At first blush, I took the film to be a meditation on the nature of families and how delicate the balance can be even in what otherwise appears to be an emotionally strong family; the fact that the parents are gay is only relevant in that it allows for the sperm-donor plot line, as otherwise the Allgoods are a standard nuclear family. But now I’m wondering if the film is really about Nic, and how destructive her own controlling personality is on her family, especially on Jules and Laser. She crosses the line into overinvolvement in some of her interrogations of her kids (and the third degree she later gives Paul). She uses Jules’ and Paul’s affair as a weapon to drive wedges between Jules and the kids as well as between Paul and the kids, and to reestablish her dominance in her relationship with Jules. In the dinner scene at Paul’s house, she brings the entire conversation to a halt with a seemingly innocent move that is designed to get all eyes on her. Even before the final blowout with Jules, their arguments revolve around her dissatisfaction – and if Jules tries to get a word in about her own complaints, Nic manages to refocus the argument about herself. She might be a narcissist, but even if not she clearly has a driving need to control everything she can in her life, even if that means detracting from the lives of those closest to her.
Bening is off the charts in her performance as Nic – what a year for actresses in starring roles – infusing nearly every scene, even light ones, with the tension that defines her tightly-wound character. Moore was also excellent in her typical up-for-anything role, but I thought Bening’s task was tougher, as Nic is written with strong masculine and feminine sides; she’s the head of household, breadwinner, decision-maker, with boyishly short hair, yet wears makeup (Jules doesn’t), shows more outward emotion, takes more care of her overall appearance … perhaps the character is just overwhelmed by the extent of the role she expects or is expected to fill, and just when she has the balance right, in comes Paul to upset everything. This conflict makes it all the more unsatisfying when the storyline ends so abruptly. A clean, complete resolution would be unrealistic, but there’s an “everything’s going to be fine” vibe to the closing scenes that I didn’t think was set up by anything that came before it.

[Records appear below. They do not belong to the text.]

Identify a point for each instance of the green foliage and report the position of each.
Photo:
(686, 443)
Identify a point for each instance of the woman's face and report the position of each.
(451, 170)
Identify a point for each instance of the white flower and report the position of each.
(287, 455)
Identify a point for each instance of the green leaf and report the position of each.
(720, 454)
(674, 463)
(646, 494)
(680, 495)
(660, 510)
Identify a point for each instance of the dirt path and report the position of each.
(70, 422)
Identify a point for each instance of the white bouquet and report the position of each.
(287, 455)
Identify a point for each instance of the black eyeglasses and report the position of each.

Ruffalo was affecting in an understated role as the soft-spoken, warm-hearted Paul, living a twenty-year-old’s dream life only to realize through his discovery of an instant family that he doesn’t have the life he really wants. The script easily could have left him as simply a vehicle to expose the fragile structure holding the Allgood family together, but instead he was a fully-formed character who establishes different relationships with each of the four family members. Laser ended up with the least development – although he has one of the better lines when his mothers catch him and a friend watching an adult DVD, a scene that is about as awkward (in a good way) as any realistic movie can get – and his relationship with Paul is also underexplored, especially since he was the one who originally pushed his sister to call the sperm bank.
I can watch and appreciate a tough, complex, uncomfortable movie if there’s a decent payoff at the end – again, not necessarily a clear dénouement wrapped up in a bow, but one where the protagonists are, if not better off, at least materially changed because of the conclusion of the episode they’ve just experienced. The Kids Are All Right does so many things well, but the characters end their story under an illusion that nothing at all has changed. Maybe that’s the point, but for me, it took away from much of the reward of watching the first 90 minutes.
Apropos of nothing, the title of this film has put the Supergrass song “Alright” in my head for the last week.
Next up: The 2011 remake of Jane Eyre, starring Mia Wasikowska, who played Joni in this movie, as the title character.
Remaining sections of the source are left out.